Guest Blog: How Parents Obstruct A School’s Anti-Bullying Intervention

en el que se analizan algunas de las posturas que adoptan los padres ante el posible acoso escolar que sufren sus hijos. Se distinguen cuatro posibilidades:

  1. Saltándonos los pasos: Muchas veces acudimos a la máxima autoridad pensando que tiene la solución a nuestros problemas. Esta postura envía el mensaje, a lo mejor de forma inconsciente, de que los profesores o los orientadores académicos no son capaces de enfrentarse al problema y genera un cierto malestar en el equipo docente.
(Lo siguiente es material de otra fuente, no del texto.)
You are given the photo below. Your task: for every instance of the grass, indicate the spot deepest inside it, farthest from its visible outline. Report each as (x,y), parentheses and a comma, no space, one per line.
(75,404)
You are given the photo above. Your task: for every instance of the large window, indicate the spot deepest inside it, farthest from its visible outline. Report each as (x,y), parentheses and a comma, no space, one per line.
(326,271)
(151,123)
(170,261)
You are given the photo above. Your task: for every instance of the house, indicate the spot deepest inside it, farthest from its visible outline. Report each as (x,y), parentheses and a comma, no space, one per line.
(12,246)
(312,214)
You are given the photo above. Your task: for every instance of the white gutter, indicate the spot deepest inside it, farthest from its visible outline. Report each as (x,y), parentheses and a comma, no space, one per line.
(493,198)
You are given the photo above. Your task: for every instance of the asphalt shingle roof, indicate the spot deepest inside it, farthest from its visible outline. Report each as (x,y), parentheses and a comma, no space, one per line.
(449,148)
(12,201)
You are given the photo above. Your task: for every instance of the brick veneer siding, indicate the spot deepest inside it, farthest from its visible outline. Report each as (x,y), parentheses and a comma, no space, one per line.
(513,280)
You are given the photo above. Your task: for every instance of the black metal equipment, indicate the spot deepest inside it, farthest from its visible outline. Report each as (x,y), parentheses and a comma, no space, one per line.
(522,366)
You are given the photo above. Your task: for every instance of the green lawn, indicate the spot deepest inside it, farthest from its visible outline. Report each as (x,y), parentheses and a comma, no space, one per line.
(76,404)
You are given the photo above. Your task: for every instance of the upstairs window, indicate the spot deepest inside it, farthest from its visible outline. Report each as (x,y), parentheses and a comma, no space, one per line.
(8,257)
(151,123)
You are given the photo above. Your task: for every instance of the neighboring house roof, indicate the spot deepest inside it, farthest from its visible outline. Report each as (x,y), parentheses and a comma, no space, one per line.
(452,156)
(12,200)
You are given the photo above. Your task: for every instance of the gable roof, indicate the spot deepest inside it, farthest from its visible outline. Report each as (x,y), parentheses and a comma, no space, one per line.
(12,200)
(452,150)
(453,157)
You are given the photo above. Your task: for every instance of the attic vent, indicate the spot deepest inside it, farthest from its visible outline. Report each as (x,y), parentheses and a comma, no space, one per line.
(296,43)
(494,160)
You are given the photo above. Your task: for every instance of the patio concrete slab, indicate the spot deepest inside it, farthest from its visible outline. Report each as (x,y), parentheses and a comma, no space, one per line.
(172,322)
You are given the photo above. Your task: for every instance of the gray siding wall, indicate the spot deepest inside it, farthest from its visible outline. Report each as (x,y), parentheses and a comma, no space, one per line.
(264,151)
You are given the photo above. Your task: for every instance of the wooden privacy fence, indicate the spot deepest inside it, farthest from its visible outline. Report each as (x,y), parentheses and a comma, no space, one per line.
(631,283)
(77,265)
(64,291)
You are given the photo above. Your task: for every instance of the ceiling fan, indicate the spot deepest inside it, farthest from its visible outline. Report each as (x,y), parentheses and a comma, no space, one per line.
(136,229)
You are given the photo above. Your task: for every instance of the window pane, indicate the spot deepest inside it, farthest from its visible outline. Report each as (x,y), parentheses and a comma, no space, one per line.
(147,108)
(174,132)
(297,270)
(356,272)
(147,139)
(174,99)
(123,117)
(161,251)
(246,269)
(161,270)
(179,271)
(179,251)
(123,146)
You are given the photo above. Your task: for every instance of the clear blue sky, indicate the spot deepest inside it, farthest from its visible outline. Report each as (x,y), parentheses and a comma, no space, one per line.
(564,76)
Además, las posibles decisiones que pueden tomar los directores o inspectores educativos, con la legislación actual, se centran en los aspectos educativos del problema y no en los disciplinarios.
  2. Explotando: Nos guardamos en un vaso todo aquello que le pasa a nuestros hijos hasta que este vaso rebosa. En ese momento nos lanzamos contra todo lo que se mueva. El peso de las emociones es excesivo y el centro educativo no es capaz de manejar esta situación.
  3. Actuando como el mejor amigo de nuestros hijos: En esta situación los mensajes que los padres trasmiten a los hijos son contradictorios y son capaces de, en una entrevista con el profesorado, adoptar las posturas emocionales de sus hijos, en lugar de actuar como adultos.
  4. Los vigilantes: Llegan a vigilar a sus hijos hasta el punto de repetir las mismas conductas de las que se quejan sobre su hijo con los alumnos maltratadores, llegando al enfrentamiento con otros padres. Es una situación muy complicada para el centro, que no tiene la capacidad de tomar decisiones sobre la actuación de los padres. Desde mi punto de vista, las entrevistas entre los padres que se ven envueltos en un conflicto suelen ser peligrosas, porque los sentimientos están a flor de piel y todo el mundo se siente atacado en lo que más le duele, que son sus propios hijos.

Espero que estos comentarios sirvan de ayuda, aunque recomiendo el enlace que presentamos en este post.